All of lore.kernel.org
 help / color / mirror / Atom feed
From: Uladzislau Rezki <urezki@gmail.com>
To: Christoph Hellwig <hch@infradead.org>
Cc: Mel Gorman <mgorman@suse.de>,
	Christoph Hellwig <hch@infradead.org>,
	Andrew Morton <akpm@linux-foundation.org>,
	linux-mm@kvack.org, LKML <linux-kernel@vger.kernel.org>,
	Matthew Wilcox <willy@infradead.org>,
	Nicholas Piggin <npiggin@gmail.com>,
	Hillf Danton <hdanton@sina.com>, Michal Hocko <mhocko@suse.com>,
	Oleksiy Avramchenko <oleksiy.avramchenko@sonymobile.com>,
	Steven Rostedt <rostedt@goodmis.org>
Subject: Re: [PATCH 2/3] mm/vmalloc: Switch to bulk allocator in __vmalloc_area_node()
Date: Wed, 19 May 2021 23:07:50 +0200	[thread overview]
Message-ID: <20210519210750.GA5615@pc638.lan> (raw)

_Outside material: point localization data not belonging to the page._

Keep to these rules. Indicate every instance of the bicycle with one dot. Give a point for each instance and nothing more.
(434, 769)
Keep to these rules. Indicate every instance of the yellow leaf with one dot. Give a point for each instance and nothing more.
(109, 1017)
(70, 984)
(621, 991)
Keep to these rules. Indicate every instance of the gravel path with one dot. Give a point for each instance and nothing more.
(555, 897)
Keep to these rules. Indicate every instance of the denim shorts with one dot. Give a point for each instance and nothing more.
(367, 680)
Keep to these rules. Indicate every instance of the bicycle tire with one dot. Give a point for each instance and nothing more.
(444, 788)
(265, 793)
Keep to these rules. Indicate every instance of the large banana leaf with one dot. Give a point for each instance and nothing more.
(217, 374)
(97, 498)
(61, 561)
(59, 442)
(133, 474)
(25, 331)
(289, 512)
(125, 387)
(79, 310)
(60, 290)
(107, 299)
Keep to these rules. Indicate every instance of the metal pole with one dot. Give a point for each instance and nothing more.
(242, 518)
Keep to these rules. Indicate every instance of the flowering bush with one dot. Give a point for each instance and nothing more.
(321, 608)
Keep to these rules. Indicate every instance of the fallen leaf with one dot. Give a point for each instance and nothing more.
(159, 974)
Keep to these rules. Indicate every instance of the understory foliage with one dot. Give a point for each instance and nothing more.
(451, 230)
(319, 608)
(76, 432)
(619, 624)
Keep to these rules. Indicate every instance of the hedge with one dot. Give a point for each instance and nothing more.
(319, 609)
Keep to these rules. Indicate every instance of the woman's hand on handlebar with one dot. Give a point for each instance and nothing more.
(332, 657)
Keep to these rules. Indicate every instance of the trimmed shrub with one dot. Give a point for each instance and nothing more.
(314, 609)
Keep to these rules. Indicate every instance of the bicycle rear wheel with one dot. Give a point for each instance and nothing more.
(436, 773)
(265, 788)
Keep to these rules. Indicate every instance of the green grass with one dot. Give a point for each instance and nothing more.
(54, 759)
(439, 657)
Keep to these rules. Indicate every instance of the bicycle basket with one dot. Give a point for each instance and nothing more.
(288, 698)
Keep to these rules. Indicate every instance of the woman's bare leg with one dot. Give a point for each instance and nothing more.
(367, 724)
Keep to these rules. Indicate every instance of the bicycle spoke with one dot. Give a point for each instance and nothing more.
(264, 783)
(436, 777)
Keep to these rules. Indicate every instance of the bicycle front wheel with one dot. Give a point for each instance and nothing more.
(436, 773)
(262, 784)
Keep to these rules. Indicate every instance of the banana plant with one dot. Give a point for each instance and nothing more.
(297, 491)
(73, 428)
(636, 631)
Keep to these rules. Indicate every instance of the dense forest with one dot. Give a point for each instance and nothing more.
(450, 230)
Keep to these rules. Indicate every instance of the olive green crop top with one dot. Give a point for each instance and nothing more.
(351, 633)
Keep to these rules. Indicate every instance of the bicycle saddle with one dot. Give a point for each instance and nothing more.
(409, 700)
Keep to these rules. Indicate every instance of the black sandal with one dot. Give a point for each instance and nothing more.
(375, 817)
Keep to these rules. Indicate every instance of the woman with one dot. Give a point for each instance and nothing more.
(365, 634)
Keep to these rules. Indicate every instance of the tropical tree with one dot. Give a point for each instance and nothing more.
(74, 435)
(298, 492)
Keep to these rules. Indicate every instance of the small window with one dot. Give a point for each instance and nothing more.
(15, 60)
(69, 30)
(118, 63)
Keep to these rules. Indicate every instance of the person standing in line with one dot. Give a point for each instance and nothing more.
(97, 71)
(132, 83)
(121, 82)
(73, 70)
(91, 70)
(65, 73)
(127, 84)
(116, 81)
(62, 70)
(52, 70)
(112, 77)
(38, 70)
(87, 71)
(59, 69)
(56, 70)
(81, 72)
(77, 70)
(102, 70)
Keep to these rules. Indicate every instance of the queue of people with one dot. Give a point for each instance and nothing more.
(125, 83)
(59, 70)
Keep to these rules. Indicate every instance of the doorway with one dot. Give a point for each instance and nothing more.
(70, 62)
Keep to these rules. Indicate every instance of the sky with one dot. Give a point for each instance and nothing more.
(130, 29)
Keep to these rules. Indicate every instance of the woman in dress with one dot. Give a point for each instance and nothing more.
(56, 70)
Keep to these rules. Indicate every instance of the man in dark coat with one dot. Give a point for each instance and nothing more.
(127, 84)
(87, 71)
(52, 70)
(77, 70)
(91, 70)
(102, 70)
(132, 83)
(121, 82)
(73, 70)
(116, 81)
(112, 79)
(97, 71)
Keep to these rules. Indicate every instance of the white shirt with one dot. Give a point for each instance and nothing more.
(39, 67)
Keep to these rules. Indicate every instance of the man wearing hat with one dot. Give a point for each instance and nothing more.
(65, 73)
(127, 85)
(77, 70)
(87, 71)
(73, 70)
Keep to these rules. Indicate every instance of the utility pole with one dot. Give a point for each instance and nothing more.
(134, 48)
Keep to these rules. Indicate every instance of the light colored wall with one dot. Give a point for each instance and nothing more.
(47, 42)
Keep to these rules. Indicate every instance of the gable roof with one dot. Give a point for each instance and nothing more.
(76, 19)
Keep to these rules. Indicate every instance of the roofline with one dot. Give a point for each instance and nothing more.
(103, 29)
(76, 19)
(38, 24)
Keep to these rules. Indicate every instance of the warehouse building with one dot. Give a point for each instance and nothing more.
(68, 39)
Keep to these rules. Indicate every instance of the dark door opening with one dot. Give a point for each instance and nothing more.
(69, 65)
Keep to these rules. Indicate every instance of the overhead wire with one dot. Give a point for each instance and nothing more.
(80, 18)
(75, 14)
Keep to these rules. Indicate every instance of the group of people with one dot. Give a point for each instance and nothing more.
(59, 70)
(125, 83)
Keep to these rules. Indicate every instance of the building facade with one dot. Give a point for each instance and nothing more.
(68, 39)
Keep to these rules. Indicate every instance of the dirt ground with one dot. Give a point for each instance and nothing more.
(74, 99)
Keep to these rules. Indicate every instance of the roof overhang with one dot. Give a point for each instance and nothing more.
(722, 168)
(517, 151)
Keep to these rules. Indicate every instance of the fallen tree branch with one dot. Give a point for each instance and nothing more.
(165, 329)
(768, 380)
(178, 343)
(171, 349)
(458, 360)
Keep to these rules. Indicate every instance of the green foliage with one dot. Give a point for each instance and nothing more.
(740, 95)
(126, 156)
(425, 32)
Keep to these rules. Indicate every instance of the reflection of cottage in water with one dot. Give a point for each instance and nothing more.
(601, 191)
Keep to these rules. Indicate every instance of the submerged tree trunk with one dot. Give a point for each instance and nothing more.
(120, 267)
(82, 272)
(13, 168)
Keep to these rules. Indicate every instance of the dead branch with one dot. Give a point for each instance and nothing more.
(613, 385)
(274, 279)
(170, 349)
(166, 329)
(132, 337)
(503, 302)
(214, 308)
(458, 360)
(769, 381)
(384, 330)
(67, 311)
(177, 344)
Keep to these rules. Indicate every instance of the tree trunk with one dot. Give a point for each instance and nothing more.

In-Reply-To: <20210519195214.GA2343@pc638.lan>

On Wed, May 19, 2021 at 09:52:14PM +0200, Uladzislau Rezki wrote:
> > On Wed, May 19, 2021 at 04:39:00PM +0200, Uladzislau Rezki wrote:
> > > > > +	/*
> > > > > +	 * If not enough pages were obtained to accomplish an
> > > > > +	 * allocation request, free them via __vfree() if any.
> > > > > +	 */
> > > > > +	if (area->nr_pages != nr_small_pages) {
> > > > > +		warn_alloc(gfp_mask, NULL,
> > > > > +			"vmalloc size %lu allocation failure: "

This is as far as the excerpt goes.